Another one with an original Kindle (bought 12/07) still chugging along, or whatever batteries do................


----------



## fuschiahedgehog (Feb 23, 2010)

I have an extended battery on my phone as well; I go on long hikes several times per week and use a GPS fitness app to track my adventures.  I'd never make it a whole day on just the regular stock battery.  I can deal with the Kindle needing a charge once a week or so compared with that!  And should its internal battery ever die before I feel the need to upgrade it, I'm confident that I'll be able to find a replacement and install it.  So far I've not worn out any of the Kindle batteries though!

Sent from my ASUS Transformer Pad TF700T using Tapatalk 2


----------



## PhillyGuy (Dec 18, 2010)

HappyGuy said:


> Given that the "normal" lifetime of most of these devices is one to two years (yes, I realize Kindle users tend to keep their Kindles FOREVER) . . .


My guess is that tablet folks are going to replace their devices more frequently than eReader users because tablets have more features that can improved upon.


----------



## LarryWilmot (Jul 31, 2012)

My iPod Touch 4 is getting pretty sad battery wise. It's 2 years old I use the Kindle app the most. So I've requested a PW from Santa.


----------



## skyblue (Dec 23, 2009)

I purchased and returned two Paperwhites for numerous reasons.  One unit was wifi, the other 3G.  One of my gripes with the Paperwhite was battery life.  Even with wifi and 3G turned off, neither would hold a charge more than a few days let alone the 8 weeks Amazon touted.   I foresaw completely dead batteries in the near future if I had chosen to keep them.  

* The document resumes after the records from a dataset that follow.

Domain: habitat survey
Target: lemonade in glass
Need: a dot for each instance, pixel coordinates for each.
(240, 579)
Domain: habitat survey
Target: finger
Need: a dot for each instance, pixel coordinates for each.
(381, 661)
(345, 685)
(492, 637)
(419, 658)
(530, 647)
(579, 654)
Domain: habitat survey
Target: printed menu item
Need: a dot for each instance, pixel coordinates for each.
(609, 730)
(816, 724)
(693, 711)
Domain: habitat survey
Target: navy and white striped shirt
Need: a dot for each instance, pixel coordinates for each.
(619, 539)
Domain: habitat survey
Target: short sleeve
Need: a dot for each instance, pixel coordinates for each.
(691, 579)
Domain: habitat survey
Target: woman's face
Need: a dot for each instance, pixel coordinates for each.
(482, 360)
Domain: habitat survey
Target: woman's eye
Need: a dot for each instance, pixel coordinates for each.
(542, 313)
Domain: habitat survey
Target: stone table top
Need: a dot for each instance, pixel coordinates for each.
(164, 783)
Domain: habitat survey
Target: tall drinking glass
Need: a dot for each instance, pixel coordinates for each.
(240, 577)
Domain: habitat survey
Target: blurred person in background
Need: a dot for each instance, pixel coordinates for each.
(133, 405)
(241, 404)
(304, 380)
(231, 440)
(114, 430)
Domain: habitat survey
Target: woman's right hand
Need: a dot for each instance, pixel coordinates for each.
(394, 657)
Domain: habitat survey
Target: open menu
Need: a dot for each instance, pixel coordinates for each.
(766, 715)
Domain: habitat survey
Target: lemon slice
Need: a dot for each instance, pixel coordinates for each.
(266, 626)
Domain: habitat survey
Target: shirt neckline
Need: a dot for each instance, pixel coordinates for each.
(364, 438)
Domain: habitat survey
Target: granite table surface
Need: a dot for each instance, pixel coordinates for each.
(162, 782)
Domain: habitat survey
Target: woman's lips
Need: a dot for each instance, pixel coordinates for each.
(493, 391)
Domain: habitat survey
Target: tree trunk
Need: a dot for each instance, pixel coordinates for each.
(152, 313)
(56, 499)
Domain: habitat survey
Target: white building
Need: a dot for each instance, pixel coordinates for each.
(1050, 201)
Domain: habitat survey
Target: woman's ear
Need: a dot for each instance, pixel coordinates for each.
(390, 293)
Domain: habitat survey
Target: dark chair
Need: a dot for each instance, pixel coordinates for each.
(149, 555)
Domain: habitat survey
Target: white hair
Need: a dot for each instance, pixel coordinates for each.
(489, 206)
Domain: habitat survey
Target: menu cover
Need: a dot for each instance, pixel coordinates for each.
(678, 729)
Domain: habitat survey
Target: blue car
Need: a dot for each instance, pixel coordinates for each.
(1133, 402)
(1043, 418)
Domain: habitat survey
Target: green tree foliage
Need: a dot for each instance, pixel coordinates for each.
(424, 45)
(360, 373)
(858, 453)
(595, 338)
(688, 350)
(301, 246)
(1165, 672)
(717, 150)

On a positive note, I haven't had any battery life issues with my K2, KK or Kindle Fire HD, so battery replacement hasn't crossed my mind.


----------



## CAR (Aug 1, 2010)

skyblue said:


> I purchased and returned two Paperwhites for numerous reasons. One unit was wifi, the other 3G. One of my gripes with the Paperwhite was battery life. Even with wifi and 3G turned off, neither would hold a charge more than a few days let alone the 8 weeks Amazon touted.  I foresaw completely dead batteries in the near future if I had chosen to keep them.
> 
> On a positive note, I haven't had any battery life issues with my K2, KK or Kindle Fire HD, so battery replacement hasn't crossed my mind.


When I first got my Paperwhite the first charge was very fast, but the battery did not last very long. So I did a couple complete discharge, then full charge cycles. Now the battery is much better then even my K3's. In fact I leave the WiFi on all the time because of how rock solid the battery life on the Paperwhite has become.


----------



## skyblue (Dec 23, 2009)

CAR said:


> When I first got my Paperwhite the first charge was very fast, but the battery did not last very long. So I did a couple complete discharge, then full charge cycles. Now the battery is much better then even my K3's. In fact I leave the WiFi on all the time because of how rock solid the battery life on the Paperwhite has become.


Great suggestion, *CAR*! I just wish it would have worked for me! I hope to try a Paperwhite again someday.


----------